I started playing Rocksmith in late October; within a couple of weeks, I could see that my guitar wasn’t responding the way I wanted it to. So, at the end of November, I got it set up properly; that helped, but part of the way in which it helped was to bring clarity to ways in which I wanted a better instrument. By the middle of December, I was actively planning on getting a better guitar, trying out friends’ instruments to see what in them I liked more and what I liked less. The first weekend in January, I went shopping, found a great deal on a truly lovely instrument; as soon as I brought it home and started playing it, I had absolutely no doubt that I’d made the right choice, and I’ve barely put it down since then.

So yeah, Rocksmith is focused on guitars, while Rock Band is focused on being in a band. But there’s soul in Rocksmith‘s approach, you just have to dig a bit deeper to find it: it’s helped me forge a bond with an instrument that I hadn’t had before.

And, actually, I think Rocksmith will ultimately end up being better for me on the band front, too.
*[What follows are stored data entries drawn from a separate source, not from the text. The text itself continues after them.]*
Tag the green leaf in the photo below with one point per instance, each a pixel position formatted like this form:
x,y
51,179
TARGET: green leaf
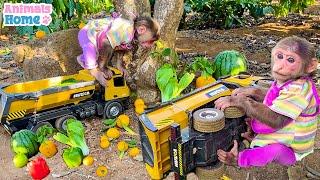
x,y
44,132
166,52
170,89
62,6
163,76
71,8
24,30
62,138
44,28
184,82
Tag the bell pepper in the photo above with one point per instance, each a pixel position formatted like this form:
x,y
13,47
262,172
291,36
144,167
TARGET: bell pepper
x,y
72,157
38,168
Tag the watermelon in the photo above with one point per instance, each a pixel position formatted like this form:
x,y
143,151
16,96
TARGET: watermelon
x,y
228,63
25,142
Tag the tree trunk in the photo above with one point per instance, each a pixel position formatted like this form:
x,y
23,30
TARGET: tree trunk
x,y
168,13
142,67
131,8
I like playing along with the game quite a bit, and I have no qualms about treating it as an essentially solo experience. (I like playing chamber music with friends on the piano, but I spend a lot more time there playing solo music as well, and that’s great.) But Rocksmith, unlike Rock Band 3, does expose multiple different guitar parts for every song, instead of trying to combine them into one; aside from being didactically interesting (among other things because I realize how repetitive some of those parts are!), this also actively welcomes multiple guitarists playing together.
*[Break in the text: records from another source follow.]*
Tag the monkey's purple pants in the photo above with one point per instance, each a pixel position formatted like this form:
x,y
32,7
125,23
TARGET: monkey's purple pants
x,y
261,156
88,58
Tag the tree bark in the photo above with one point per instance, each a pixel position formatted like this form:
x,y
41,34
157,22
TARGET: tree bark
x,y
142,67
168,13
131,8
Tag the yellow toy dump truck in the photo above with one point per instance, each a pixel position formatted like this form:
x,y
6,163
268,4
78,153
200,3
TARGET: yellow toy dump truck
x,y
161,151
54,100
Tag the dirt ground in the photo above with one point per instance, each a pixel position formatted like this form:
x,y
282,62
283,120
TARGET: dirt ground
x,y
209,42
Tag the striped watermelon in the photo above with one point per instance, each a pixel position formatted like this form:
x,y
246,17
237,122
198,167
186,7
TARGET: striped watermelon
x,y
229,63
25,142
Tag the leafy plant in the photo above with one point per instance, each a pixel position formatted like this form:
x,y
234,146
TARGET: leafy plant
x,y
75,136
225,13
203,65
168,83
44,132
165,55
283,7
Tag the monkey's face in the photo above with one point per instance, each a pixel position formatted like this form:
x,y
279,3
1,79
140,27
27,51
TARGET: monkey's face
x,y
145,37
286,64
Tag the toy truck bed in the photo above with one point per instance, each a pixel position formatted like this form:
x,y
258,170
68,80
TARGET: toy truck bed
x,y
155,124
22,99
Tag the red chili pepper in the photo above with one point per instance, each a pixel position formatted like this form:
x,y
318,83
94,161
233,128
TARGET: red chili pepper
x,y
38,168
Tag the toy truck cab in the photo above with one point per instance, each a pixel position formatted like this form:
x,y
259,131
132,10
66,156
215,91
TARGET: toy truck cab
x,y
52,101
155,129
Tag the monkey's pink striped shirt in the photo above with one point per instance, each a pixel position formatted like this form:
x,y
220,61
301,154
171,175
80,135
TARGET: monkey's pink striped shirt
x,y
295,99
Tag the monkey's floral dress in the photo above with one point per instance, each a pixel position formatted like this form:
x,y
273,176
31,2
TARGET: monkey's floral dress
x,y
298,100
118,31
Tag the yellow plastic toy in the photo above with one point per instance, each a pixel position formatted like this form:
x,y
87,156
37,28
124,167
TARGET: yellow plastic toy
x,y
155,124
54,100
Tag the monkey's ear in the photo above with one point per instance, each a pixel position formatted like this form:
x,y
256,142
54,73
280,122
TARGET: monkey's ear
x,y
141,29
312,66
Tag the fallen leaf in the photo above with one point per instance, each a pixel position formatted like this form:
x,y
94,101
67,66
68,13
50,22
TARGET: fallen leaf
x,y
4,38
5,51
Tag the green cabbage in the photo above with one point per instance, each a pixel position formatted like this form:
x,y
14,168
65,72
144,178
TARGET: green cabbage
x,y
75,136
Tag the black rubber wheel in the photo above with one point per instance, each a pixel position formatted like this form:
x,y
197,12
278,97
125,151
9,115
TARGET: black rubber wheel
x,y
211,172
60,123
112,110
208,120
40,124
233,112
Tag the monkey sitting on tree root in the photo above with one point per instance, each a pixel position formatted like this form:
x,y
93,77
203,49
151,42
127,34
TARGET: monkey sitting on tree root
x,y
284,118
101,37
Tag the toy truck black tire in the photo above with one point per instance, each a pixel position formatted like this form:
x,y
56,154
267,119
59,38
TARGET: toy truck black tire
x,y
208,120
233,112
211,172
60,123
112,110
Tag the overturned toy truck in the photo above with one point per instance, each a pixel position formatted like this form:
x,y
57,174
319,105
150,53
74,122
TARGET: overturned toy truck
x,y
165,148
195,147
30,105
And that isn’t just an abstract benefit for me. One of my coworkers started playing Rocksmith over the holiday break, and I think a second one is going to dive into Rocksmith‘s bass mode; that means that my friends and I have access to a collection of songs that we can learn and play together. We’ve already come up with our initial setlist to work on learning; I’m not sure if we’ll get together this weekend or next, but I’m sure that a month from now we will have played together, probably more than once.

 

Neither of these games is close to perfect; but both of them have enriched my life hugely. And I love the direction in which they’re pointing: towards a world full of music at your fingertips, a world where learning is learning to play (in the double sense of playing music and playing games), a world where there’s a helping hand always available to guide you from listening to pieces to your first stumblings playing them to increased confidence. And a helping hand that doesn’t try to confine you to its realm: the direction that it’s leading you is towards a wide-open world of music, and if you take off and start running through that world on your own, it’s happy to let go, to send you off with a wave and the best of wishes.